La Financière des professionnels, société de gestion de patrimoine de Montréal, a décidé de dissoudre son équipe de gestionnaires d'actions canadiennes pour confier le mandat à l'externe, à des firmes de Toronto.

Dans la foulée, le gestionnaire-vedette Marc-André Chartier, gestionnaire en actions canadiennes et stratégies alternatives, a vu son poste aboli. Il avait obtenu le prestigieux « Canadian TopGun Investment Minds Class of 2017 » pas plus tard qu'en mars dernier. Il n'a pas été possible de lui parler. Une autre personne de l'équipe a perdu son emploi, confirme l'organisme.

Fondée en 1978 par les professionnels eux-mêmes, la Financière gère notamment l'argent de médecins spécialistes québécois. Elle est aussi affiliée aux chirurgiens-dentistes, aux notaires, aux architectes et aux pharmaciens propriétaires. Elle compte 126 employés et 80 experts en placement et en gestion de patrimoine. Son actif sous gestion s'élève à 3,8 milliards.

Ce sont Alan Wicks et Conrad Dabiet chez Manuvie, à Toronto, qui géreront le portefeuille à la place de l'équipe de la Financière. La firme torontoise Beutel, Goodman hérite, pour sa part, du portefeuille Actions canadiennes dividende.

Cette décision fait grincer des dents dans le milieu de la finance à Montréal. On voit mal la valeur ajoutée pour la collectivité quand l'argent des Québécois, confié à une firme de gestion québécoise, sert à maintenir et à créer des emplois bien payés à Toronto.

« C'est une très mauvaise nouvelle », dit Jacques Bourgeois, professeur honoraire à HEC Montréal, à qui on a demandé de commenter. 

« Toute l'industrie financière montréalaise souffre, entre autres, parce que les caisses de retraite québécoises sont portées à donner des mandats de gestion à l'extérieur. »

- Jacques Bourgeois

Selon lui, il n'existe pas de bonnes raisons de confier le mandat à Toronto, sauf si on recherche une expertise pour des produits exotiques de placement. M. Bourgeois préside le comité de placement de la caisse de retraite des employés et des professeurs de HEC Montréal. Environ 75 % de l'actif de cette caisse est géré au Québec, insiste-t-il. Le rendement annuel composé depuis sa création en 1995 s'élève à 9,4 %.

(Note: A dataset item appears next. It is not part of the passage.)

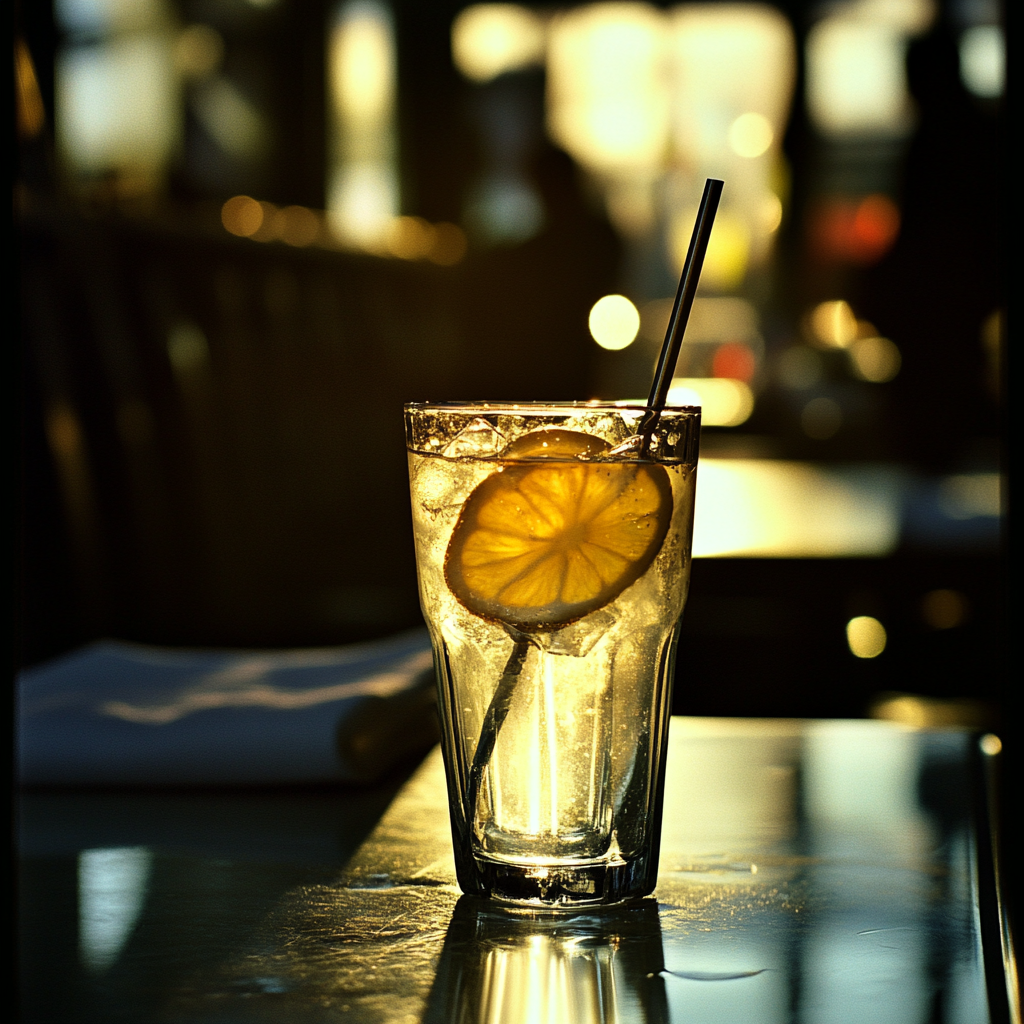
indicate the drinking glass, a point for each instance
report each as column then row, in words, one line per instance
column 553, row 556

UNE DÉCISION STRATÉGIQUE, DIT LA FINANCIÈRE

La perspective de la Financière des professionnels est différente. « On a pris une décision stratégique, explique François Landry, premier vice-président et chef des placements. C'est une tendance qui existe depuis plusieurs années, la pondération des actions canadiennes diminue dans nos portefeuilles. On l'a fait il y a trois ans ; on le fait présentement et c'est une catégorie d'actif qui va continuer de diminuer dans nos portefeuilles. Dans ce contexte, on a décidé de déplacer l'argent ailleurs à l'intérieur de l'équipe de gestion. Dans l'ensemble, on a une gestion interne et externe. L'idée est d'être le plus optimal possible pour nos clients. »

Ainsi, des sommes qui servaient à payer l'équipe d'actions canadiennes serviront à bonifier l'équipe interne qui s'occupe du portefeuille d'actions de pays émergents, donne en exemple M. Landry.

Le chef de placement fait remarquer que plus de la moitié du portefeuille d'actions canadiennes était déjà confiée à l'externe avant le dernier remaniement, dont certains mandats à des firmes montréalaises comme Triasima.

En outre, la Financière conserve ses équipes internes de gestion dans les catégories actions américaines, placements alternatifs (stratégie de marché neutre, fonds de répartition de l'actif) et revenu fixe.

CERCLE VICIEUX ?

Même si les pertes d'emplois sont minimales dans le cas de la Financière, ça crée un cercle vicieux, selon M. Bourgeois. Les gestionnaires torontois sont, par exemple, plus enclins à faire affaire avec des courtiers de Toronto. Dans le même ordre d'idées, ils auront une tendance naturelle à investir dans les entreprises qu'ils connaissent bien et moins dans les entreprises québécoises.

Louis Lévesque, DG de Finance Montréal, la grappe de l'industrie financière, dit ne pas observer de tendance quant à un exode des capitaux sous gestion au bénéfice de Toronto. Il n'a toutefois pas de données à présenter sur la part de marché de Montréal dans la gestion d'actifs des caisses de retraite québécoises.